Generating diversity de novo Ultimately we would like the computer to suggest the whole structure and synthetic pathway for the molecules in a combinatorial library. Usually we would add other constraints such as that the library should be diverse, that it should be different from those already available, and that it should contain compounds with good forecast biological activity, etc. Suggesting synthesizable compounds would require accessing detailed information on synthetic paths, scopes of reactions, and available precursors. Databases to store reaction information Currently, computers can store and search reactions, transformations, as well as individual compounds [65,66]. The first such commercial system, REACCS [67], has proved to be extremely useful to synthetic organic chemists. With the ability to search Beilstein electronically [68], an important milestone in handling chemical transformations by computer has been reached. However, this source covers only reactions reported in the primary literature and no attempt is made to quantify the scope of a particular transformation or even to organize the many examples of one transformation type. Could some of the tools developed for the retrosynthetic analysis of organic syntheses be applied [69]? The long history of encoding reactions for retrosynthetic analysis illustrates the difficulty of manually discovering and encoding what is known about synthetic organic chemistry [70-74]. Will the current algorithm for identification of reaction similarity [44] be useful? Could an artificial intelligence program discover the rules of a reaction by parsing the Beilstein or a similar database? Combinatorial chemists often spend days to weeks experimentally investigating the scope and conditions of a reaction before they synthesize a library. Should these data be saved for future use? How about the instructions for the robots? Will or should all the work done in support of combinatorial chemistry be deposited into a publicly available database? Would it be useful what would we do with such a mass of information?
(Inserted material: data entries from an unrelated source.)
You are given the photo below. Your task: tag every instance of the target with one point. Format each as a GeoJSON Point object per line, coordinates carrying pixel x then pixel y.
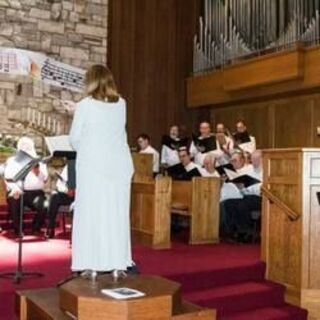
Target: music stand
{"type": "Point", "coordinates": [23, 165]}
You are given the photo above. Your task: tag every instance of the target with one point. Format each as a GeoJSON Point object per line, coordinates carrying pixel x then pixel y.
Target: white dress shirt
{"type": "Point", "coordinates": [249, 147]}
{"type": "Point", "coordinates": [156, 157]}
{"type": "Point", "coordinates": [61, 185]}
{"type": "Point", "coordinates": [169, 156]}
{"type": "Point", "coordinates": [32, 181]}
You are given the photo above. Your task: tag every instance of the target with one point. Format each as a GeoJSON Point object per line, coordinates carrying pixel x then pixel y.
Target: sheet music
{"type": "Point", "coordinates": [8, 62]}
{"type": "Point", "coordinates": [59, 74]}
{"type": "Point", "coordinates": [58, 144]}
{"type": "Point", "coordinates": [40, 67]}
{"type": "Point", "coordinates": [231, 174]}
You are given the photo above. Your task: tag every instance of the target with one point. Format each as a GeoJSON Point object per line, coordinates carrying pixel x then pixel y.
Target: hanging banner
{"type": "Point", "coordinates": [40, 67]}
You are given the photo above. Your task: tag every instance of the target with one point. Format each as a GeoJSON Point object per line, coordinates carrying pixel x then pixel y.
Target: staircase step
{"type": "Point", "coordinates": [239, 297]}
{"type": "Point", "coordinates": [221, 277]}
{"type": "Point", "coordinates": [285, 312]}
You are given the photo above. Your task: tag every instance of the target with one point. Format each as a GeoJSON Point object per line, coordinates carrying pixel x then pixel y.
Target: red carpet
{"type": "Point", "coordinates": [227, 277]}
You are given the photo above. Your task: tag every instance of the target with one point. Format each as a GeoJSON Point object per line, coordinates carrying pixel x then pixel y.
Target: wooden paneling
{"type": "Point", "coordinates": [279, 123]}
{"type": "Point", "coordinates": [290, 242]}
{"type": "Point", "coordinates": [199, 199]}
{"type": "Point", "coordinates": [209, 89]}
{"type": "Point", "coordinates": [269, 69]}
{"type": "Point", "coordinates": [150, 53]}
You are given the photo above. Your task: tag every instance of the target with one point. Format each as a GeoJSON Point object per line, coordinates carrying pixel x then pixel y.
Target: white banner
{"type": "Point", "coordinates": [40, 67]}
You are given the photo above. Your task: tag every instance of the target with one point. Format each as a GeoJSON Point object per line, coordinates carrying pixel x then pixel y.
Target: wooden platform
{"type": "Point", "coordinates": [81, 299]}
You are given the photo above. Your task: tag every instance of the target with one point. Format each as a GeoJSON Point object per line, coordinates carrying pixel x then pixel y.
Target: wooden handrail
{"type": "Point", "coordinates": [293, 216]}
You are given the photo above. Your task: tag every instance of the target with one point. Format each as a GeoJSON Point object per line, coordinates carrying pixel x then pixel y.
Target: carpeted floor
{"type": "Point", "coordinates": [227, 277]}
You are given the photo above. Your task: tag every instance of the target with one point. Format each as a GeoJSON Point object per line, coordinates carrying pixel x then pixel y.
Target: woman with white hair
{"type": "Point", "coordinates": [33, 189]}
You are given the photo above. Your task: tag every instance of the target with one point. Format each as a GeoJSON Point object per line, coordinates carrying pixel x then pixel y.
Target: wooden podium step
{"type": "Point", "coordinates": [75, 300]}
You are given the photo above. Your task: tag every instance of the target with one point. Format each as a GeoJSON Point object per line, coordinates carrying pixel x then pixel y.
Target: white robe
{"type": "Point", "coordinates": [104, 168]}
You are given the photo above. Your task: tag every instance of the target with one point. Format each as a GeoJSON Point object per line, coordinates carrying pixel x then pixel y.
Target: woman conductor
{"type": "Point", "coordinates": [104, 168]}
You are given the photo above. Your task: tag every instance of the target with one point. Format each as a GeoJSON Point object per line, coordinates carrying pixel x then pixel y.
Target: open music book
{"type": "Point", "coordinates": [59, 146]}
{"type": "Point", "coordinates": [123, 293]}
{"type": "Point", "coordinates": [20, 165]}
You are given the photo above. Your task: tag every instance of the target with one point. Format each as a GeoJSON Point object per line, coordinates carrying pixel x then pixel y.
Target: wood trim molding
{"type": "Point", "coordinates": [292, 215]}
{"type": "Point", "coordinates": [282, 74]}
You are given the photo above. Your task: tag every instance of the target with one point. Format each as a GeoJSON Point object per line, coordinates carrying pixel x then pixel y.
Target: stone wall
{"type": "Point", "coordinates": [71, 31]}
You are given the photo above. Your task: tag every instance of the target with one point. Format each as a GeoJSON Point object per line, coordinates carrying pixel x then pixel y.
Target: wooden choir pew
{"type": "Point", "coordinates": [150, 212]}
{"type": "Point", "coordinates": [199, 200]}
{"type": "Point", "coordinates": [154, 200]}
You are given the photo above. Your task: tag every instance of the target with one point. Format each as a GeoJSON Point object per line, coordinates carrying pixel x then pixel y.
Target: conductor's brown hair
{"type": "Point", "coordinates": [100, 84]}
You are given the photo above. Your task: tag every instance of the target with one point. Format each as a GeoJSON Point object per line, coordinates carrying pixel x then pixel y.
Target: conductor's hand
{"type": "Point", "coordinates": [71, 193]}
{"type": "Point", "coordinates": [15, 194]}
{"type": "Point", "coordinates": [36, 170]}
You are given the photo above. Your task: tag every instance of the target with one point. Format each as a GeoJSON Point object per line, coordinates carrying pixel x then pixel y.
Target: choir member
{"type": "Point", "coordinates": [238, 211]}
{"type": "Point", "coordinates": [33, 189]}
{"type": "Point", "coordinates": [225, 144]}
{"type": "Point", "coordinates": [170, 145]}
{"type": "Point", "coordinates": [186, 169]}
{"type": "Point", "coordinates": [63, 196]}
{"type": "Point", "coordinates": [209, 167]}
{"type": "Point", "coordinates": [101, 223]}
{"type": "Point", "coordinates": [203, 144]}
{"type": "Point", "coordinates": [144, 144]}
{"type": "Point", "coordinates": [243, 140]}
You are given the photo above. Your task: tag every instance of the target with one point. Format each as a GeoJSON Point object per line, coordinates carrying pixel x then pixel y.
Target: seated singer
{"type": "Point", "coordinates": [34, 196]}
{"type": "Point", "coordinates": [63, 196]}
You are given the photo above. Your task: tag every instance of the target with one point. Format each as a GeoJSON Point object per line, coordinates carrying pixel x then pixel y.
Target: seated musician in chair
{"type": "Point", "coordinates": [63, 196]}
{"type": "Point", "coordinates": [239, 211]}
{"type": "Point", "coordinates": [34, 196]}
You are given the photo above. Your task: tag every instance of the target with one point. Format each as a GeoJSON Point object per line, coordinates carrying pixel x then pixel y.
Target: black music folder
{"type": "Point", "coordinates": [241, 137]}
{"type": "Point", "coordinates": [178, 172]}
{"type": "Point", "coordinates": [244, 179]}
{"type": "Point", "coordinates": [222, 169]}
{"type": "Point", "coordinates": [174, 144]}
{"type": "Point", "coordinates": [205, 145]}
{"type": "Point", "coordinates": [59, 146]}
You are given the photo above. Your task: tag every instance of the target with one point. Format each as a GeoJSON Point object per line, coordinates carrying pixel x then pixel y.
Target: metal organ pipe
{"type": "Point", "coordinates": [232, 29]}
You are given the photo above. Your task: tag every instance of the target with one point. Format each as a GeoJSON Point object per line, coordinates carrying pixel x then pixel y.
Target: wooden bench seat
{"type": "Point", "coordinates": [198, 199]}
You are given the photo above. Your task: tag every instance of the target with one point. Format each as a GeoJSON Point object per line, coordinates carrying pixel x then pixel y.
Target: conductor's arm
{"type": "Point", "coordinates": [77, 126]}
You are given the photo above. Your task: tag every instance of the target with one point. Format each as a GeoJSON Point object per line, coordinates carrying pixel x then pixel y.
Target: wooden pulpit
{"type": "Point", "coordinates": [143, 166]}
{"type": "Point", "coordinates": [291, 224]}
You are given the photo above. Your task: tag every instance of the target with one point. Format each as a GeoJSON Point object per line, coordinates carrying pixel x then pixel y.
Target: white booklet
{"type": "Point", "coordinates": [58, 144]}
{"type": "Point", "coordinates": [123, 293]}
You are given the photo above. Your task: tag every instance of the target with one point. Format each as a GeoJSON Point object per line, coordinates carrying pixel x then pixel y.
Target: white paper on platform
{"type": "Point", "coordinates": [123, 293]}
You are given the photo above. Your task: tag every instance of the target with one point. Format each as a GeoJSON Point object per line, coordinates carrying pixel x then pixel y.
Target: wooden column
{"type": "Point", "coordinates": [290, 224]}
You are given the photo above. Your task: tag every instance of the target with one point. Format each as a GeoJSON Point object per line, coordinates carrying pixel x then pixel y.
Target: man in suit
{"type": "Point", "coordinates": [33, 191]}
{"type": "Point", "coordinates": [63, 196]}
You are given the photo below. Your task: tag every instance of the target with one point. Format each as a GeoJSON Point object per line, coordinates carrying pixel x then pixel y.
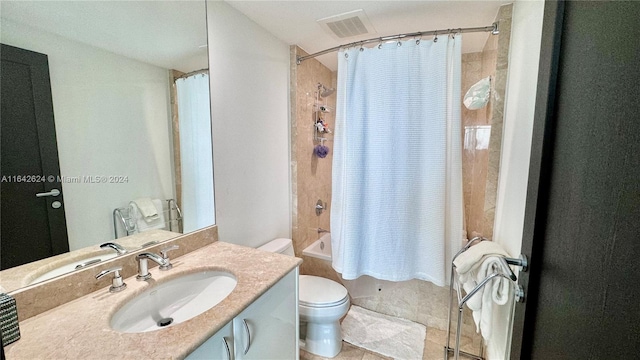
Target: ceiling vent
{"type": "Point", "coordinates": [350, 24]}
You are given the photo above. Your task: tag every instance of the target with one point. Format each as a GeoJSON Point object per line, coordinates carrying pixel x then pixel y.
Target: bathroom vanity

169 De novo design based on 3D protein structures or QSAR Several programs design compounds based on fit to 3D protein structures or a pharmacophore hypothesis [64,75,76]. However, none integrates such a design with a knowledge of the scope of 'all' known reactions with available precursors to suggest compounds that can be synthesized easily. A serious problem in de novo design based on macromolecular structure is our inability to accurately predict relative protein-ligand affinity [62]. Perhaps some of the newer approaches will be fruitful, but this is still to be proven [77]. The method for predicting binding affinity must be accurate enough to identify the best compounds in a virtual library and yet fast enough to process hundreds of millions of compounds. Such approaches will be challenged even more if the protein structure is derived from homology modeling rather than experimental observation. This is especially likely to be the case for proteins identified by genomics: the reason for making the combinatorial library might be to identify a ligand that will stabilize the structure enough that it can be solved by crystallography or NMR. In other instances, libraries will be designed based on previous structureactivity relationships or SAR by NMR [78]. Again, the challenge is to efficiently access the compounds that are possible to synthesize by combining information from reaction and precursor databases, while simultaneously applying structural, SAR or other design criteria.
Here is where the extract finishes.